Making Haste From Babylon: The Mayflower Pilgrims and Their World: A New History
by Nick Bunker
Knopf, 512 pp., $30

IN OUR DAYS we have a new scene of superstitious impostors and heretics,” declared the scholastic Robert Burton, about the fierce English Calvinists skeptical of the Anglican compromise and known by a series of sobriquets in the unruly Englands of Elizabeth and James. They referred to themselves as “the Godly,” but were called by others less charitable “the precise;” another epithet was “Brownist,” after Robert “Troublechurch” Browne, an early charismatic leader. They were known also as Separatists, for their sporadic opposition to the Anglican church, became known as Puritans, for their theological severity, and later still as Pilgrims, in recognition of the Atlantic journey that their theology seemed to require of them, and that brought to the fertile soil of mercantilist America the ascetic seedlings of our vast middle-classness. “Of those men I may conclude generally,” Burton wrote in 1621, a year after the sailing of the Mayflower, “that howsoever they may seem to be discreet, and men of understanding in other matters…they are like comets, round in all places but where they blaze.”

As Burton observed in his vast and eclectic The Anatomy of Melancholy, a chapter of which was devoted to spiritual despair, “We may say of these peculiar sects, their religion takes away not spirits only, but wit and judgment.
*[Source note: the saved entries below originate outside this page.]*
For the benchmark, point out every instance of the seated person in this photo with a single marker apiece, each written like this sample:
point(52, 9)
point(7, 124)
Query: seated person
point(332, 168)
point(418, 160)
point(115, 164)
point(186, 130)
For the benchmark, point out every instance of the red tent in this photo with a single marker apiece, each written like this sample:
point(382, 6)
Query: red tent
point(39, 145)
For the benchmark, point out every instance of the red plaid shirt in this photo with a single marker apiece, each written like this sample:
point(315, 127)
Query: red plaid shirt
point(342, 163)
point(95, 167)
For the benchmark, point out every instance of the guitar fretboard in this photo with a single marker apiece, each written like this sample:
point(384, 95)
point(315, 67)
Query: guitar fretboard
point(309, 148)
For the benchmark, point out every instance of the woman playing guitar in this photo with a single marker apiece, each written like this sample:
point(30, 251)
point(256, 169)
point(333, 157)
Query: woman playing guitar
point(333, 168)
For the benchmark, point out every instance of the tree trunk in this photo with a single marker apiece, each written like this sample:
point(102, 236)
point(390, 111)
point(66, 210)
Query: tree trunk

They are certainly far gone with melancholy, if not quite mad, and have more need of physic than many a man that keeps his bed, more need of hellebore than those that are in Bedlam.” 

King James was no more sympathetic, Nick Bunker reports in his lively book, a kind of amateur historical picaresque. He called the Puritans, in Bunker’s words, “rash, brainsick, and heady, vain, proud, and pharisaical, ungrateful, fanatical, seditious, and conceited”—worse, he said, than cattle thieves, they were “very pestes in the Churche & common-weale.” He wanted them out.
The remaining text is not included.